LM: From newspaper articles, blogs, television, books I’m reading, overheard conversations in coffee shops, anecdotes from other mothers at school drop-off, family folklore — although I have two sisters who are also writers, so I have to be quick to reserve the best stories. Dreams, things my children say, phone calls from friends, personal experiences — I am always scavenging about for material.
SK AU: What is the biggest stumbling block you’ve encountered when writing a book?
LM: Procrastination. Pretending I really need another cup of tea rather than writing the next tricky paragraph.
SK AU: Outside of writing, what are you passionate about?
LM: Chocolate, reading, DVDs; I’m currently obsessed with Treme, the series set in New Orleans just after Hurricane Katrina — I’m thinking of taking up the trombone.

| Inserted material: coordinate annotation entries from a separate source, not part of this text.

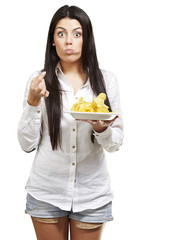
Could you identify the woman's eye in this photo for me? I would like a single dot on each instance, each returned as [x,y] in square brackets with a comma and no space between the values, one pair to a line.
[61,34]
[77,34]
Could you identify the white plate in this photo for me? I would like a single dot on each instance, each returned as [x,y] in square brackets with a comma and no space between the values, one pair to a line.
[93,115]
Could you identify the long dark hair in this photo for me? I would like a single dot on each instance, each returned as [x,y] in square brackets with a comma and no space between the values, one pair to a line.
[89,63]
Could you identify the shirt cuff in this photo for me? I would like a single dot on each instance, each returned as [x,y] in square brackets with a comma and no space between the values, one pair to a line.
[31,111]
[103,134]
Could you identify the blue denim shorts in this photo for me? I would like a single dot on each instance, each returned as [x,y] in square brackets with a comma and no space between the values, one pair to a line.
[39,209]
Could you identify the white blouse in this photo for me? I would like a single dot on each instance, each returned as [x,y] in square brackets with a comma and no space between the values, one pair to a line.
[74,176]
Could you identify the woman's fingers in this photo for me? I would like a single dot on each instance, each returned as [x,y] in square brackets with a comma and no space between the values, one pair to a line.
[38,86]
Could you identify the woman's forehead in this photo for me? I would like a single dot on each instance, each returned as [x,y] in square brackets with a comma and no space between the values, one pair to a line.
[68,24]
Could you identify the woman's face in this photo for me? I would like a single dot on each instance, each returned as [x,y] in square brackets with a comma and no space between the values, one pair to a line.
[68,40]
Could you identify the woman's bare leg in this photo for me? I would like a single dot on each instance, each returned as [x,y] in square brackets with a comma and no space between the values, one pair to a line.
[84,231]
[52,231]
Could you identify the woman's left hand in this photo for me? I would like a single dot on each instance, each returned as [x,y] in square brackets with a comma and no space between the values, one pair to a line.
[99,125]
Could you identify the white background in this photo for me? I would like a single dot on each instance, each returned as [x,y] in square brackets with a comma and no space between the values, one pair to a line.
[132,41]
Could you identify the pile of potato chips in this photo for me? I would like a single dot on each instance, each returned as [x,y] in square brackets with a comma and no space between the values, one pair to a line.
[96,106]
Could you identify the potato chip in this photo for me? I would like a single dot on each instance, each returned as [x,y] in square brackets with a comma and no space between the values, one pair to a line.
[96,106]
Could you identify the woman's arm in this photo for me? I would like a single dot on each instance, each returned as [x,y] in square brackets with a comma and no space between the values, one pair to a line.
[29,129]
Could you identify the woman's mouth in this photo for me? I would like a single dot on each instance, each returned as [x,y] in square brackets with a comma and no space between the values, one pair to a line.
[69,51]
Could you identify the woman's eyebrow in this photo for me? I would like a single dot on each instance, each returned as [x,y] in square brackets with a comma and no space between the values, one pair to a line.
[73,29]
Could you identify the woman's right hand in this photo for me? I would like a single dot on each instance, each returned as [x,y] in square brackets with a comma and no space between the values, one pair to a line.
[37,90]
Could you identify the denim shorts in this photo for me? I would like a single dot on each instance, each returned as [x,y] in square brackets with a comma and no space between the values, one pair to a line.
[40,209]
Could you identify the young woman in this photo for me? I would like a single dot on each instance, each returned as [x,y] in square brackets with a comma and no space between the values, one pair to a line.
[69,183]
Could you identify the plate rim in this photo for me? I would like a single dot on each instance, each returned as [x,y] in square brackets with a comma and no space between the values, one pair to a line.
[97,113]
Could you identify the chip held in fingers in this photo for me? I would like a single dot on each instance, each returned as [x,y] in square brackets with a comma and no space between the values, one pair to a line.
[96,106]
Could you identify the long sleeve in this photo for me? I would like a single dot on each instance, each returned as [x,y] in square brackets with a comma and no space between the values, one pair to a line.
[29,129]
[112,138]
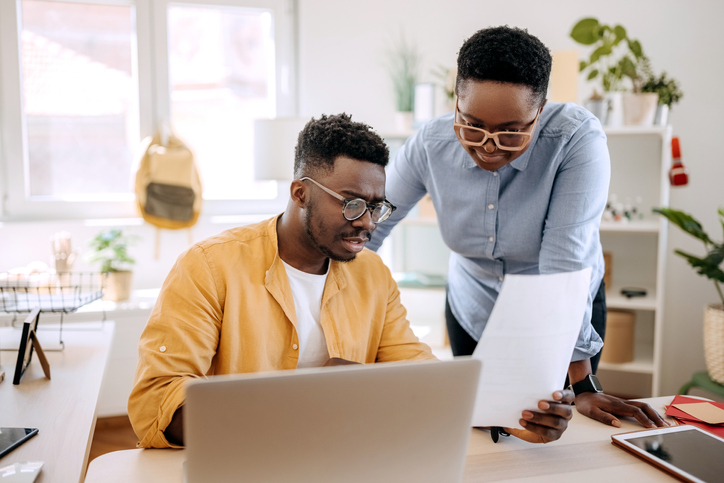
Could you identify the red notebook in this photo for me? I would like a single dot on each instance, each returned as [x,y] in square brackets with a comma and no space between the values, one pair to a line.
[685,418]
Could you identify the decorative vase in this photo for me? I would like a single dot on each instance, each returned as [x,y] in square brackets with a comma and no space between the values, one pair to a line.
[403,121]
[619,345]
[118,286]
[714,341]
[640,109]
[661,118]
[615,110]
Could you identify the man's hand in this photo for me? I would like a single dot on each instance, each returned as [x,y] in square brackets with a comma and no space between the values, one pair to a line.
[547,424]
[605,408]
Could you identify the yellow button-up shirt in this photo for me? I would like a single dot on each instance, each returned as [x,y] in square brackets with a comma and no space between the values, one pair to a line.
[226,307]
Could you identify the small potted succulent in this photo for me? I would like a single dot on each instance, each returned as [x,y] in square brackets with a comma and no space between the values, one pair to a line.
[110,248]
[403,63]
[711,267]
[669,94]
[616,57]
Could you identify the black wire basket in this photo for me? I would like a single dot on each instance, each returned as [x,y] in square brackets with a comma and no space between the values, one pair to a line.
[62,292]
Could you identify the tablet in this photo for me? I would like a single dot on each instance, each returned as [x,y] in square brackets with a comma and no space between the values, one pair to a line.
[11,438]
[686,452]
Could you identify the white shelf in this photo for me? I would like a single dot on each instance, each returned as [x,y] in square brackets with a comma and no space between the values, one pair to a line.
[640,161]
[614,299]
[419,221]
[643,362]
[636,130]
[644,226]
[403,135]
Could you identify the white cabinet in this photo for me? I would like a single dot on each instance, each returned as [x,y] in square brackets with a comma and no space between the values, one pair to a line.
[640,161]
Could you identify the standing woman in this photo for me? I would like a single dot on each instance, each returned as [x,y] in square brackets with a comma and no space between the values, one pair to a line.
[519,186]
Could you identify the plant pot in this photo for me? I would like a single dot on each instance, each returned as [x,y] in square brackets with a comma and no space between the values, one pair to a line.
[714,341]
[599,108]
[619,345]
[615,110]
[661,118]
[639,109]
[118,286]
[403,121]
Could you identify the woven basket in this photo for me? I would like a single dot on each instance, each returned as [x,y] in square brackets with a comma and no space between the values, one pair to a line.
[714,341]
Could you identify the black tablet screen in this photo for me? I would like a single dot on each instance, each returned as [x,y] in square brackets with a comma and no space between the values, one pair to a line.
[691,451]
[11,438]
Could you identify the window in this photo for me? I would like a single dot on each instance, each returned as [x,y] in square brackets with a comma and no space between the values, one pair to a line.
[84,81]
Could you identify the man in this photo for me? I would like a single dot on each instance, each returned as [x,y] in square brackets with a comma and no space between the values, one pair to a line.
[519,186]
[298,290]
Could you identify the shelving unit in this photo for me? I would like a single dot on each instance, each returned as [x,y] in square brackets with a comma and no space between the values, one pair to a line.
[640,161]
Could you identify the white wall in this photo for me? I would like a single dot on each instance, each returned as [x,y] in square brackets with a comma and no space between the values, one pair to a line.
[342,47]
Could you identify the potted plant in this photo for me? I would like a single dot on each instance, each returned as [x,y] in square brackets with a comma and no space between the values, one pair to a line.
[616,57]
[403,61]
[710,267]
[669,94]
[110,248]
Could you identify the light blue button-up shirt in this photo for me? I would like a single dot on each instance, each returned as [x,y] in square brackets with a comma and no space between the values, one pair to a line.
[538,214]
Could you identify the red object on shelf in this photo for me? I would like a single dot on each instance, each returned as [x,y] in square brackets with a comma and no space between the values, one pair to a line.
[678,174]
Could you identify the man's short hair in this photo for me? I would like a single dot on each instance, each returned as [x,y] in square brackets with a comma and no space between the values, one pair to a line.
[323,140]
[506,54]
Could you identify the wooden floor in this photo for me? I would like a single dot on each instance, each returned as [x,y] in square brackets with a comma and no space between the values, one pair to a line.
[112,434]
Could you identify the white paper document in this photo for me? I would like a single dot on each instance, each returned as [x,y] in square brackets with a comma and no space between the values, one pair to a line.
[527,345]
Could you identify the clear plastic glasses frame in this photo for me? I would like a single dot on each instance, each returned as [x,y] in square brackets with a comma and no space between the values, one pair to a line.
[496,136]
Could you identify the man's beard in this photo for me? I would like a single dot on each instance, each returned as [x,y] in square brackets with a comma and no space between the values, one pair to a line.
[325,250]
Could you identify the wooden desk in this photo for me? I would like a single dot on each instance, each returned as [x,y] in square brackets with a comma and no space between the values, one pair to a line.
[583,454]
[63,408]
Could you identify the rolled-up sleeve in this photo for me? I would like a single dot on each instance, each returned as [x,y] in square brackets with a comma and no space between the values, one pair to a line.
[177,345]
[398,341]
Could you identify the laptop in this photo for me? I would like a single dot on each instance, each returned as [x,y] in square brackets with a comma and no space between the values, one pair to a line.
[379,422]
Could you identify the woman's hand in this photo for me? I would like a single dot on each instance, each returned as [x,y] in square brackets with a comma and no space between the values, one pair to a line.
[549,423]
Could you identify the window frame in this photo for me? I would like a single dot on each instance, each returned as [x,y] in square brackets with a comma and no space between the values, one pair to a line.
[152,75]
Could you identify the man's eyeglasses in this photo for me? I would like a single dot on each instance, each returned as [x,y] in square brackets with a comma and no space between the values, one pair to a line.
[354,208]
[475,136]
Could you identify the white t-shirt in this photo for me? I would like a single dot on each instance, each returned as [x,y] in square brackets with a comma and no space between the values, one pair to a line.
[307,290]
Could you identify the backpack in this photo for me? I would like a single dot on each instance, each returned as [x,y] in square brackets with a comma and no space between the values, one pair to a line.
[168,185]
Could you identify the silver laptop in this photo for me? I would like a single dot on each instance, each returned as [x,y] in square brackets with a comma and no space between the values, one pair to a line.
[380,422]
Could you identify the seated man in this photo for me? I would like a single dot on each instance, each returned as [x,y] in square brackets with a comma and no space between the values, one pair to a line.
[298,290]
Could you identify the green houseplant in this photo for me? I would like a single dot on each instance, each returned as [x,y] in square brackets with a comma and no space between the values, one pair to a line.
[403,63]
[110,248]
[669,93]
[710,266]
[614,58]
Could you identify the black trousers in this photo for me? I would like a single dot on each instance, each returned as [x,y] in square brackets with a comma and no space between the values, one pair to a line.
[464,345]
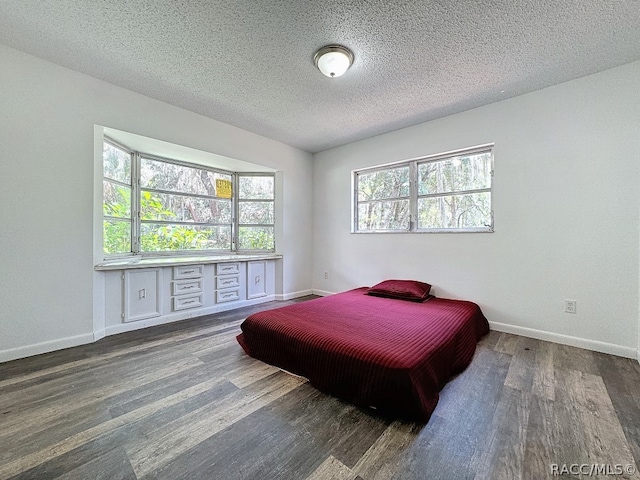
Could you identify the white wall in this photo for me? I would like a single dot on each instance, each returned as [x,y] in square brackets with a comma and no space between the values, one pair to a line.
[567,171]
[47,119]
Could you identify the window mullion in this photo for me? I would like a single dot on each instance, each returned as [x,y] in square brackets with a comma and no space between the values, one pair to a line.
[135,203]
[235,209]
[413,196]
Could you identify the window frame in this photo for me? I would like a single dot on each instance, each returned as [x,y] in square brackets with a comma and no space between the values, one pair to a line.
[139,156]
[132,212]
[255,200]
[414,196]
[136,221]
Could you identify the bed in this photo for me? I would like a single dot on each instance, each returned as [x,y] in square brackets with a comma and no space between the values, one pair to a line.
[391,354]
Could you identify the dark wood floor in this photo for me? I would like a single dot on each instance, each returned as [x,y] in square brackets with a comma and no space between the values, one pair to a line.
[184,401]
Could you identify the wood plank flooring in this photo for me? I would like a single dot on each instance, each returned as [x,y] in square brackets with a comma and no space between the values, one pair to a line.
[183,401]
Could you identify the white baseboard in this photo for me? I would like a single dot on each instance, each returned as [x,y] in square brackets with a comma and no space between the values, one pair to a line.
[322,293]
[45,347]
[175,317]
[595,345]
[289,296]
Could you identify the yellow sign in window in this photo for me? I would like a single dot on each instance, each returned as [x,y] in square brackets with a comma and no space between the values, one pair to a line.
[223,188]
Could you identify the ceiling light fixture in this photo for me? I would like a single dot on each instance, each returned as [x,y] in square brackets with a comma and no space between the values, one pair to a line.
[333,60]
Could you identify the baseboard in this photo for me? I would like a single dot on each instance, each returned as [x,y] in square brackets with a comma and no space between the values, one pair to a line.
[595,345]
[289,296]
[184,315]
[45,347]
[322,293]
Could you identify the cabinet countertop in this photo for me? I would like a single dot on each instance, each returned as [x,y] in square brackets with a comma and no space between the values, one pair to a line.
[149,262]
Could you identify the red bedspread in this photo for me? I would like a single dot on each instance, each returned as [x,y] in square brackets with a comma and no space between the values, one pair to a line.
[391,354]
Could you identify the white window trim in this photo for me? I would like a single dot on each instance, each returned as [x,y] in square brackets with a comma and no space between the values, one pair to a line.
[413,191]
[136,222]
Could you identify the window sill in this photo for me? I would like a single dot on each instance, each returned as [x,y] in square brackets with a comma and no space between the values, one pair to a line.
[130,263]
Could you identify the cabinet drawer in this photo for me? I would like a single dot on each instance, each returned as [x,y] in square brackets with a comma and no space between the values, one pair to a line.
[228,281]
[187,271]
[184,302]
[225,268]
[181,287]
[227,295]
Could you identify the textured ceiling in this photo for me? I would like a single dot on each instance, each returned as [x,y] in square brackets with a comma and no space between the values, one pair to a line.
[249,62]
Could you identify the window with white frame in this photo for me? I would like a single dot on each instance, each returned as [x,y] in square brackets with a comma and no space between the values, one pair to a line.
[448,192]
[256,212]
[154,205]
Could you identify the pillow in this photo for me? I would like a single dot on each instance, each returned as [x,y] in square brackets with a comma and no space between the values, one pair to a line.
[402,289]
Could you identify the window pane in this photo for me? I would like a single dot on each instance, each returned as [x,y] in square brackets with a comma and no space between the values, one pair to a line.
[160,206]
[386,215]
[116,163]
[177,178]
[256,238]
[455,211]
[391,183]
[455,174]
[256,188]
[160,237]
[116,200]
[117,236]
[256,212]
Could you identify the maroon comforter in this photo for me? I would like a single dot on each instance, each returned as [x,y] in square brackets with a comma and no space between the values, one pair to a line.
[390,354]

Bubble baths — I guess I should really have put my beautiful children and husband at the top of the list, rather than all my self-indulgent pleasures…
SK AU: What advice do you have for aspiring authors?
LM: To think of nothing else but the story — not the world of publishing, or what makes a best-seller, or should you self-publish or not, or should it be double-spaced — the answer is yes! — or should you make it more erotic — probably, if you can! Wish I could. Or how will you make sure nobody else steals your ideas; they won’t. Just lose yourself in the pleasure of writing your story. Then edit, edit, edit. Then and only then should you think about all that other stuff.